The strengthened reduction procedure also removes countries with four neighbors so that the reduced map contains only countries with five or more neighbors. The validity of this reduction depends on the following Kempe proof that if we have colored a partial map and want to add a country with four neighbors, we can always revise the coloring of the partial map to permit coloring the four neighbor country.
If fewer than four colors have been used to color the neighbors, there is no problem, so suppose that the four neighbors have been colored with four different colors as shown in Figure 2.
Consider the set S of all countries that can be reached from the blue country A on top of Figure 2 by a path going through only blue and yellow countries. S is called the blue-yellow Kempe component of country A. There are two cases. Either it contains country C or not. If not, we recolor the partial map by reversing blue and yellow on all countries in S. This still leaves the partial map properly colored.
Since S does not contain C, C remains yellow while A has become yellow. This makes blue available to extend the coloring to X.
In the other case, S contains C, i.e, there is a chain of adjacent countries from A to C each of which is colored blue or yellow. Then there cannot be a red-green chain from B to D (by the topology of the plane or sphere), so that a red-green Kempe transformation applied to the red-green Kempe component of D will make D green, leaving red available to color X.
The fact that a blue-yellow path from A to C blocks a red-green path from B to D is where we have used the fact that the map is on a plane or sphere.
This justifies eliminating countries with four neighbors in the reduction process.
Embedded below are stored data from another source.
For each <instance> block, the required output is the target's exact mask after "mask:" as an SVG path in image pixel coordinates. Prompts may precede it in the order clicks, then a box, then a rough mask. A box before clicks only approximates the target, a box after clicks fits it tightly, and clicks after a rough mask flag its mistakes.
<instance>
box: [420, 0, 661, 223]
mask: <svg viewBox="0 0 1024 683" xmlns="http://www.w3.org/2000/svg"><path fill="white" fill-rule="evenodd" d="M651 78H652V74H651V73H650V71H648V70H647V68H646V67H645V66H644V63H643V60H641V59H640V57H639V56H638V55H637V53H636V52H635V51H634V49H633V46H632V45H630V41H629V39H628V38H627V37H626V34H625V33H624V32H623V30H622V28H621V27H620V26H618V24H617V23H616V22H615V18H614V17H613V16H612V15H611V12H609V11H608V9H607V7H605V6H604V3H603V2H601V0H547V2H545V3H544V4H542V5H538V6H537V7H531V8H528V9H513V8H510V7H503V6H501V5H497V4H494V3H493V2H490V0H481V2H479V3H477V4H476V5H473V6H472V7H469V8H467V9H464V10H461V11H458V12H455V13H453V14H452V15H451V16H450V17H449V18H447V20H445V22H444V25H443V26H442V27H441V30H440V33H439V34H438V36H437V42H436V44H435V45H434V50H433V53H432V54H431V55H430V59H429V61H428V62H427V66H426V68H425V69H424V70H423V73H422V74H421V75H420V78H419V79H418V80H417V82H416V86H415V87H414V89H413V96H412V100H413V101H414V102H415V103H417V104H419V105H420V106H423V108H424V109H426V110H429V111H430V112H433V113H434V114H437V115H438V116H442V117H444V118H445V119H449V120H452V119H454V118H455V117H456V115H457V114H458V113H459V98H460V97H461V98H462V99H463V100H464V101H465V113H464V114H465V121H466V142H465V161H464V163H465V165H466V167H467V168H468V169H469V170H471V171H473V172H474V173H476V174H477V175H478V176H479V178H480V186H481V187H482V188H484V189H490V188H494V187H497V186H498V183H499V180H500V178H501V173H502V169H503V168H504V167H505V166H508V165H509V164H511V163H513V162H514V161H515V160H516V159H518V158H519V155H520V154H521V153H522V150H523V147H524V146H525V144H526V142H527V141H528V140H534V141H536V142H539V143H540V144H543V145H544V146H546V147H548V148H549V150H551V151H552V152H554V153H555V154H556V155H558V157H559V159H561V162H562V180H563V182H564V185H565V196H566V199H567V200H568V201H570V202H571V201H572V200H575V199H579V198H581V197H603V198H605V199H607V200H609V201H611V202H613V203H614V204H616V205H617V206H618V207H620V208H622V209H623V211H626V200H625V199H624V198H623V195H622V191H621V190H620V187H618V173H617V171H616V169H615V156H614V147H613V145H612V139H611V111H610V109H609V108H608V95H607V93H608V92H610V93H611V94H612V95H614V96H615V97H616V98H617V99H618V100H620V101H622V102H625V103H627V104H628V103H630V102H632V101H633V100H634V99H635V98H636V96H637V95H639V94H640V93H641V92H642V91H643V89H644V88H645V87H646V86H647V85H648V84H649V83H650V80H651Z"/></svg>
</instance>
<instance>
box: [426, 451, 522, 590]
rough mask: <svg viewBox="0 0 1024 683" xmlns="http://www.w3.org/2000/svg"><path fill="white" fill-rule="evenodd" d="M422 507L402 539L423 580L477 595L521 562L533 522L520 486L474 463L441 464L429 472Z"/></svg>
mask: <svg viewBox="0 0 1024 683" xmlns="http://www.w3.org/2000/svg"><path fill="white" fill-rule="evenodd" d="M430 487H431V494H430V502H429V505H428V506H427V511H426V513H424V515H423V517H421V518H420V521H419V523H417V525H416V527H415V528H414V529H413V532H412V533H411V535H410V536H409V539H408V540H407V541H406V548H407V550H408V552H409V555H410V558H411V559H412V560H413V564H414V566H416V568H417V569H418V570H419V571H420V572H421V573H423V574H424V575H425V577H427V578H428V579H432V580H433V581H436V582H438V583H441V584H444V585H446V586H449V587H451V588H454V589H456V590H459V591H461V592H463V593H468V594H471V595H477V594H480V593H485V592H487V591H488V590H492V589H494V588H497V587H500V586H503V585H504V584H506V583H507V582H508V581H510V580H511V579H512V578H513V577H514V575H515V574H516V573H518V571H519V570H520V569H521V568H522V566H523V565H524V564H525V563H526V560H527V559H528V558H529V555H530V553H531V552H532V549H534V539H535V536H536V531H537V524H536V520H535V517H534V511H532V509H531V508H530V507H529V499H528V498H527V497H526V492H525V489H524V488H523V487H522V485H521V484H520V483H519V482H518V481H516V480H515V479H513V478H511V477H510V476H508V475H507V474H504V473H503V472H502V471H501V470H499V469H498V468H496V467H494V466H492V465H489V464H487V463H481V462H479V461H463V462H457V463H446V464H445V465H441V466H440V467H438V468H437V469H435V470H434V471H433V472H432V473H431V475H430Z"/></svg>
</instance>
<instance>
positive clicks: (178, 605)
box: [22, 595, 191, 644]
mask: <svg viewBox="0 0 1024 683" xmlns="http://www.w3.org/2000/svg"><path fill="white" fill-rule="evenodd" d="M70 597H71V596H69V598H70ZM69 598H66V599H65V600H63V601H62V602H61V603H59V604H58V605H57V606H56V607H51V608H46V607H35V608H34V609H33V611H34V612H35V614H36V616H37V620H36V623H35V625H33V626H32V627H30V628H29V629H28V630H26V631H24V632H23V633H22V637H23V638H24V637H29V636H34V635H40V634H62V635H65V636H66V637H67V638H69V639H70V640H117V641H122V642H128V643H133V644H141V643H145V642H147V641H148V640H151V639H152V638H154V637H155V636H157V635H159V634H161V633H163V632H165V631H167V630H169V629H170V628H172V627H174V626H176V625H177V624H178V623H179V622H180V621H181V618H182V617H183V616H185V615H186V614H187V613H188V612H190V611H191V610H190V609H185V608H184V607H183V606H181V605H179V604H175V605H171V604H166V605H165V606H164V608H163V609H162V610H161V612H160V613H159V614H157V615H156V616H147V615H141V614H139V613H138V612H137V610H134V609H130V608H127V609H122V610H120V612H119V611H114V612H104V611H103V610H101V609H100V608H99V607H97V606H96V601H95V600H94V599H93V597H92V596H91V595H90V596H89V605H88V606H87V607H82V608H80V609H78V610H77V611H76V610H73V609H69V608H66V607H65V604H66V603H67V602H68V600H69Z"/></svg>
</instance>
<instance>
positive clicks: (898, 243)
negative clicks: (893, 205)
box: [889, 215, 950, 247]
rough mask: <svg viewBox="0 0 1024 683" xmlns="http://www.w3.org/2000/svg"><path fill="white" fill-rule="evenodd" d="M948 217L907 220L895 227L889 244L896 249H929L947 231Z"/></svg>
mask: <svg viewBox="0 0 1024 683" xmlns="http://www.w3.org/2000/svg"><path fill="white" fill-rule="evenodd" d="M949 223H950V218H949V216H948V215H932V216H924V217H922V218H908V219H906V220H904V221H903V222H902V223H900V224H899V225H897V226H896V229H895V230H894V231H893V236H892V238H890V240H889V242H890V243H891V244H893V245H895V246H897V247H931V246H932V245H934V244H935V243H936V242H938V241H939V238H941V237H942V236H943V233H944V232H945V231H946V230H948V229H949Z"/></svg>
If we have colored a partial map and want to add a country with four neighbors, we can do so, but we may have to modify the previous coloring by means of a Kempe transformation.
Our improved coloring algorithm then reduces the map by repeatedly dropping countries with four or fewer neighbors, colors the reduced map exhaustively, and then colors the dropped countries in the reverse order using Kempe transformations when necessary.